We will share data about you for the purpose of direct patient care but without your consent where:
- We are required to do so by law
- There is an immediate and significant risk to your, or somebody else’s safety.
- A doctor takes the view that it is in your best interests to do so, and that you do not have the mental capacity to take the decision yourself.
Sharing Data for Research and to comply with legal obligation
Stansted Surgery is active in medical research to support the effectiveness and safety of medicines and medical devices. Participation in most research projects is with your explicit consent – which must be freely given, specific, informed and unambiguous. However, there are also some research projects where we contribute anonymised data. You can opt in or out of these. From time to time, this practice contributes to national clinical audits and will send the data which are required by NHS Digital when the law allows. This may include demographic data, such as date of birth, and information about your health which is recorded in coded form, for example, the clinical code for diabetes or high blood pressure. Currently, we participate in the National Diabetes audit. New patients are asked to opt in or out of this. Once opted in, you can opt out at any time. In order to comply with its legal obligations this practice may send data to NHS Digital when directed by the Secretary of State for Health under the Health and Social Care Act 2012.

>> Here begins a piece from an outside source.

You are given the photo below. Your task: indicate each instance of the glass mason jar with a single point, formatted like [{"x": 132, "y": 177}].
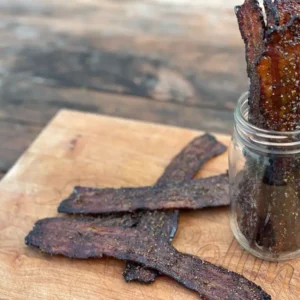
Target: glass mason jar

You have a right to access your medical record. We can provide you with secure on-line access, or we can e-mail electronic copies, with your consent and understanding that you are responsible for the security of your e-mail account. Any information concerning third parties (e.g. other family members) will be removed from your record before we provide access.
You have a right to have inaccurate data corrected. We will investigate any reported inaccuracies, and where appropriate make a correction, with an audit trail of what was corrected and why.
Your medical records will be retained until death, at which point they are sent from the surgery to a central NHS body, from where they can be retrieved by individuals with a legal right to do so.
You have the right to lodge a complaint with the Information Commissioner’s Office (ICO).